All Connectors Together

# docker-compose.yml
version: '3.8'
services:
  cortexdb:
    image: cortexdb/cortexdb:latest
    ports:
      - "8080:8080"
    volumes:
      - cortex-data:/data
    environment:
      - CORTEX_DATA_DIR=/data

  slack-connector:
    image: cortexdb/cortexdb:latest
    command: ["--enable-connector", "slack"]
    environment:
      - CORTEX_ENDPOINT=http://cortexdb:8080
      - CORTEX_SLACK_TOKEN=xoxb-your-token
      - CORTEX_SLACK_CHANNELS=#engineering,#incidents,#deploys
      - CORTEX_SLACK_TENANT_ID=acme-corp

  github-connector:
    image: cortexdb/cortexdb:latest
    command: ["--enable-connector", "github"]
    environment:
      - CORTEX_ENDPOINT=http://cortexdb:8080
      - CORTEX_GITHUB_TOKEN=ghp_your-token
      - CORTEX_GITHUB_REPOS=acme/backend,acme/frontend
      - CORTEX_GITHUB_TENANT_ID=acme-corp

  pagerduty-connector:
    image: cortexdb/cortexdb:latest
    command: ["--enable-connector", "pagerduty"]
    environment:
      - CORTEX_ENDPOINT=http://cortexdb:8080
      - CORTEX_PAGERDUTY_TOKEN=your-api-key
      - CORTEX_PAGERDUTY_TENANT_ID=acme-corp

  jira-connector:
    image: cortexdb/cortexdb:latest
    command: ["--enable-connector", "jira"]
    environment:
      - CORTEX_ENDPOINT=http://cortexdb:8080
      - CORTEX_JIRA_URL=https://acme.atlassian.net
      - [email protected]
      - CORTEX_JIRA_TOKEN=your-api-token
      - CORTEX_JIRA_PROJECTS=CORE,INFRA
      - CORTEX_JIRA_TENANT_ID=acme-corp

volumes:
  cortex-data:

The Compounding Effect

The value of engineering memory compounds over time.
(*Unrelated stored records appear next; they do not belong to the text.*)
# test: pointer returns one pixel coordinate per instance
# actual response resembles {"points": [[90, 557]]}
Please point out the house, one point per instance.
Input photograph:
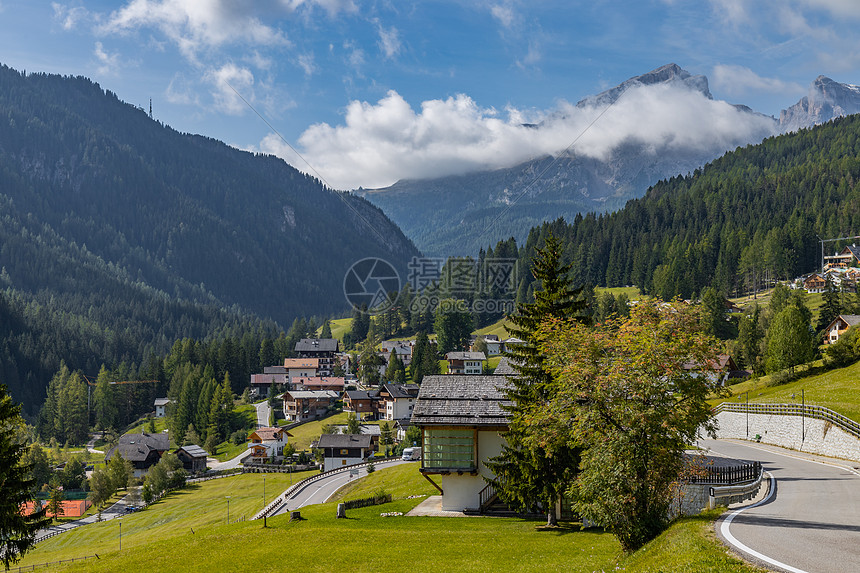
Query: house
{"points": [[142, 450], [266, 443], [301, 368], [396, 401], [322, 349], [814, 283], [838, 326], [304, 405], [847, 257], [465, 362], [277, 376], [461, 420], [335, 383], [193, 458], [161, 407], [340, 450], [361, 402]]}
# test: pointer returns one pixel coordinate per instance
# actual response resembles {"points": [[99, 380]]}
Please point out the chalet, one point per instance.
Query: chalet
{"points": [[142, 450], [277, 376], [465, 362], [838, 326], [461, 420], [304, 405], [193, 458], [301, 368], [335, 383], [265, 443], [340, 450], [396, 401], [161, 407], [814, 283], [361, 402], [322, 349], [847, 257]]}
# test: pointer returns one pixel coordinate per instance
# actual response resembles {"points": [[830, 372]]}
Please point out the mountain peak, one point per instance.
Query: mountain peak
{"points": [[827, 99], [668, 74]]}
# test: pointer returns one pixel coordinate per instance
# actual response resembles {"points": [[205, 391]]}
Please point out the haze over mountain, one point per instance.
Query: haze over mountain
{"points": [[119, 235], [620, 142]]}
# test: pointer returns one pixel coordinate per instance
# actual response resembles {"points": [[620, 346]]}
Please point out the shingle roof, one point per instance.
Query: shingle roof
{"points": [[465, 356], [317, 345], [137, 447], [461, 401], [194, 451], [344, 441]]}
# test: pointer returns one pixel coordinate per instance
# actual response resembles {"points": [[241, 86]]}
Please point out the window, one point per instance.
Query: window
{"points": [[449, 449]]}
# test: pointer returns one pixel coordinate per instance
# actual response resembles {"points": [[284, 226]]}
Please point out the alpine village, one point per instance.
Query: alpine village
{"points": [[396, 344]]}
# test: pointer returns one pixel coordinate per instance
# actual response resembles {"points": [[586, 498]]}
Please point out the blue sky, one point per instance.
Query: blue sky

On day one, CortexDB knows about today's incidents and deployments. After six months, it knows the full history: which services are fragile, which engineers have expertise in which areas, which architectural decisions worked and which did not, and how the team's practices have evolved.

This is the kind of institutional knowledge that takes years to build and is lost every time someone leaves the team. CortexDB makes it durable, queryable, and available to every AI agent in the organization.